There is not a specific grading rubric for the project report. However, we will look for the following factors:

  • How much thought and consideration did you put into the problem setting? Is the problem setting sufficiently challenging or interesting to explore? Have you adequately motivated the research direction?

  • How much thought and consideration did you put into your approach? Did you correctly identify the previous approaches and their limitations? Did you attempt to address theses limitations through your work? Did you note key obstacles in implementing your approach? Even if your results were not successful, did you try enough things and reflect on why they did not work? What would you have done differently given more time and resources?

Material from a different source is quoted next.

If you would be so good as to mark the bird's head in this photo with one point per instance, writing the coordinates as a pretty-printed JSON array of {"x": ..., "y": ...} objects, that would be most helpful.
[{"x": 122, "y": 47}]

  • How much thought and consideration did you put into your investigation? Did you use reasonable performance metrics? Did you compare with appropriate baselines? Did you provide insight and visualize key aspects of your approach (using tables, figures, toy examples)? For any theoretical components of the project, have you identified the crucial assumptions and limitations?

Structure

You can structure the report however you see fit. We recommend the following structure:

    • Introduction: Motivate why this area is interesting, describe key technical challenges, and give a short summary of how you have addressed these challenges.

    • Background and previous work: Briefly review any necessary background material. Give an overview of previous approaches, making sure to highlight their assumptions or limitations. This should not be a laundry list of previous papers.

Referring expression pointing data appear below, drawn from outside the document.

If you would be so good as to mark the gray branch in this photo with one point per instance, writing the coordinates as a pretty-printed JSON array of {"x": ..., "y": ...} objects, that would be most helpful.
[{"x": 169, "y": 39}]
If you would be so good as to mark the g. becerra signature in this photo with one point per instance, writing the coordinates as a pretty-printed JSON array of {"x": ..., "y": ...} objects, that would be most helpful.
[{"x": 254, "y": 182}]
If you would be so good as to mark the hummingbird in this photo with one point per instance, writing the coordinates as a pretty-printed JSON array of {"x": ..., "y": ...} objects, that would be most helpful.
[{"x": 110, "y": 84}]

    • Research question and approach: If not already described in the previous sections, outline the research question(s) that you are addressing. Describe the approach(es) that you considered, providing justification for your choice. If necessary, you may use this section to introduce any proofs or derivations, which will be included in the appendices.

    • Experiments and results: If there is an empirical component to your project, describe the experimental set-up in this section. You may include additional details in the appendices if necessary. Make sure to describe the data, models, training scheme, performance metrics, etc. Describe the experimental results, referencing relevant figures and tables.

    • Discussion and conclusion: Restate the research question, approach, and main findings. Describe any interesting implications of your project, outlining possible directions for future research.